Andy Martino, SNY.tv | Twitter |
One of the parlor games that has come with the popularity of the ESPN/Netflix documentary The Last Dance is to speculate on the other teams and sports that are deserving of similar treatment.
It's easy to forget, but baseball already has its version of the Michael Jordan doc: the 2011 HBO film Derek Jeter 3K.
It's fitting that Derek Jeter's project preceded that of his longtime friend's. He and Jordan (at least the Jordan that we see on film) share a strikingly similar demeanor and many traits.

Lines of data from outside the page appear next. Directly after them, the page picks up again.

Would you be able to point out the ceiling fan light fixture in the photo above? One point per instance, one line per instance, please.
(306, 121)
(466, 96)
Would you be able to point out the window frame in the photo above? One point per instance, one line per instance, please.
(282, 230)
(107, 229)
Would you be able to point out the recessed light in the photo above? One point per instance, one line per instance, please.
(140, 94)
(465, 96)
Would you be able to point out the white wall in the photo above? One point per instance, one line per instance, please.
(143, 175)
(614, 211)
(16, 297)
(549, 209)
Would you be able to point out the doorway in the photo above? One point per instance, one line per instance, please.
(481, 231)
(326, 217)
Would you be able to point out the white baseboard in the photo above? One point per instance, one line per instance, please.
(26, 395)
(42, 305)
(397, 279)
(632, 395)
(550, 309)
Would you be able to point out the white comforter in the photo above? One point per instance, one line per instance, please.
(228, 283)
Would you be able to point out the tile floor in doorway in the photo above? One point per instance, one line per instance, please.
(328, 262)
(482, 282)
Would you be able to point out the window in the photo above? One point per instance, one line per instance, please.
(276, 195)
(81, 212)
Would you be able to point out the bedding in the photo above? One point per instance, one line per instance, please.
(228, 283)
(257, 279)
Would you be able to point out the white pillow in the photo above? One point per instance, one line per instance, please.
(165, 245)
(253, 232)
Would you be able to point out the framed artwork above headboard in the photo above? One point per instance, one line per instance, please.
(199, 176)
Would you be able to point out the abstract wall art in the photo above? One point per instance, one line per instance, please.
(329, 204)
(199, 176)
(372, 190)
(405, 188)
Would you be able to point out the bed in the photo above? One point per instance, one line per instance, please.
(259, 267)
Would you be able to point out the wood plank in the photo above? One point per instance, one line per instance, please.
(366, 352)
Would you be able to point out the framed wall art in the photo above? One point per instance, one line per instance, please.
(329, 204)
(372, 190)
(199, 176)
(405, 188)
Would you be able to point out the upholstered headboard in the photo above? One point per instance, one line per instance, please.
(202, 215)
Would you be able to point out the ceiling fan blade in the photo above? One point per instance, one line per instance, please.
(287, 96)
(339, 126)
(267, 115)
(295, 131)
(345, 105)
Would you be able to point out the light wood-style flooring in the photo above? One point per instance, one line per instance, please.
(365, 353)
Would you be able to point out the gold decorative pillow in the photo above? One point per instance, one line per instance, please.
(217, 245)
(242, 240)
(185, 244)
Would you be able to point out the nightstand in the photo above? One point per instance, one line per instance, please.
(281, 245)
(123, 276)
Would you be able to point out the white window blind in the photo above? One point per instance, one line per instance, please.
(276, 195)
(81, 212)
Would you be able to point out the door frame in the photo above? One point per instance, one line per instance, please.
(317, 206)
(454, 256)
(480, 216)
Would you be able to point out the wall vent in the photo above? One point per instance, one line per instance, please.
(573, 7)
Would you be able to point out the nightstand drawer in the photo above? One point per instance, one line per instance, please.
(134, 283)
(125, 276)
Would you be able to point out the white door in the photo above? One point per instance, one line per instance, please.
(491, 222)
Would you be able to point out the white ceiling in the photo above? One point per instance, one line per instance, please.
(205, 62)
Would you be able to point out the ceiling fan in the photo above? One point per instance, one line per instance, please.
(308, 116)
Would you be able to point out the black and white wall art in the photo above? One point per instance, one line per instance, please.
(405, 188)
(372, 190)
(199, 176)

Both are in possession of a sharp intelligence. Both are admired by teammates, but often in a distant way that resulted from their coldness to all but a small inner circle. Both are sensitive to criticism and, while professional with the media, could also be extremely condescending when they didn't like a question or storyline.
Derek Jeter 3K follows the Yankee captain as he approaches his 3,000th career hit. Like The Last Dance, this is hardly O.J.: Made in America, the excellent 2016 ESPN doc that presented the O.J. Simpson case against a backdrop of race and culture -- and was very much not a collaboration with its subject.

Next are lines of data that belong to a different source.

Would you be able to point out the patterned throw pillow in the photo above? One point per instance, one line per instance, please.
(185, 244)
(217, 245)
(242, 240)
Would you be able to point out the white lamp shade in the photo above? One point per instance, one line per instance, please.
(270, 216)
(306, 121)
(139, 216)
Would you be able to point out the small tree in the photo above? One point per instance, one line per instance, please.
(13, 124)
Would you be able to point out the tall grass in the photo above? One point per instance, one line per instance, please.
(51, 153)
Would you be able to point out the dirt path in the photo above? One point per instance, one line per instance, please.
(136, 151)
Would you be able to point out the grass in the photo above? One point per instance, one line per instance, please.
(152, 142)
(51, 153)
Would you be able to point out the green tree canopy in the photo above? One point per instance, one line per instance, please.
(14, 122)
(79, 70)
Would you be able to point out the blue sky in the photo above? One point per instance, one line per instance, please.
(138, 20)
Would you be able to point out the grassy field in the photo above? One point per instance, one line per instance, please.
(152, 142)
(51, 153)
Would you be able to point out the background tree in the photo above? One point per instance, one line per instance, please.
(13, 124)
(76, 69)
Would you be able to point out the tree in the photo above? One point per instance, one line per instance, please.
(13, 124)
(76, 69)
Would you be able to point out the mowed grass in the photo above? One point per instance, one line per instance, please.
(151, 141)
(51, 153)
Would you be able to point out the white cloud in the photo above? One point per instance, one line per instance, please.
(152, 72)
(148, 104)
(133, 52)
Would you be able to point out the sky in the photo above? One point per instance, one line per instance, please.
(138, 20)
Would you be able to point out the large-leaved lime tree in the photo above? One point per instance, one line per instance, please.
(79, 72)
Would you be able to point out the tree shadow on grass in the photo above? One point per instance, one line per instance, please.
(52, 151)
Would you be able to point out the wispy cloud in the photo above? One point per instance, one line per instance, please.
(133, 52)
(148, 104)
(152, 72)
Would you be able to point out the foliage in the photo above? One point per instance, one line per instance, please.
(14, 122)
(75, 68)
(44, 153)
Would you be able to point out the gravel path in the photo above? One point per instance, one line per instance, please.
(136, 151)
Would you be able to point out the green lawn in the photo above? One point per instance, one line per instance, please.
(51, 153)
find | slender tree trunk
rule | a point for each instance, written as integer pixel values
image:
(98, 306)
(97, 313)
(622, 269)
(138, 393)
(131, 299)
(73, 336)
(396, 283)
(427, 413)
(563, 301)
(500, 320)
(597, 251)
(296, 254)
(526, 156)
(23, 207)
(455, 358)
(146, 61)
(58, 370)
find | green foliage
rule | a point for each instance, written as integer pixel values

Both the Jeter and Jordan films show their protagonist/curators, allowing just enough access to claim to be revelatory. But make no mistake: In both cases, we see only what they want us to see. In some ways, their attempt to feign transparency makes the results far less honest than pure PR: This is sponcon cloaked in a veneer of contrived access.
As the famed documentarian Ken Burns said recently about The Last Dance, "If you are there influencing the very fact of it getting made, it means that certain aspects that you don't necessarily want in aren't going to be in, period. And that's not the way you do good journalism, and it's certainly not the way you do good history, my business."
Burns also noted that the involvement of Jordan's production company, Jump 23, was a further strike against its value as history. The Last Dance is entertainment -- at times, compelling entertainment -- but it can't be trusted as anything but its own subject's spin on events.
Jeter did not produce Derek Jeter 3K, making it a technically more legitimate enterprise than The Last Dance. But it's clear that he didn't allow any access with which he was not comfortable.
The Jeter doc shows interactions with then-Yankees hitting guru Gary Denbo. It shows his massive apartment on Manhattan's East Side and his private chef. It shows his girlfriend at the time, actress Minka Kelly.
It does not delve into Jeter's complex relationship with frenemy Alex Rodriguez, and the way his failure to help A-Rod acclimate struck many in the Yankees organization as a dereliction of his duty as captain. It does not mention that the Yanks signed CC Sabathia in 2009 in an attempt to heal the broken clubhouse that fractured under Jeter's reign.
In other words, it's not a full or particularly valuable look at Jeter. Neither is The Last Dance with Jordan.
That's perfectly fine -- we all need entertainment -- as long as we understand the limitations of what we are watching.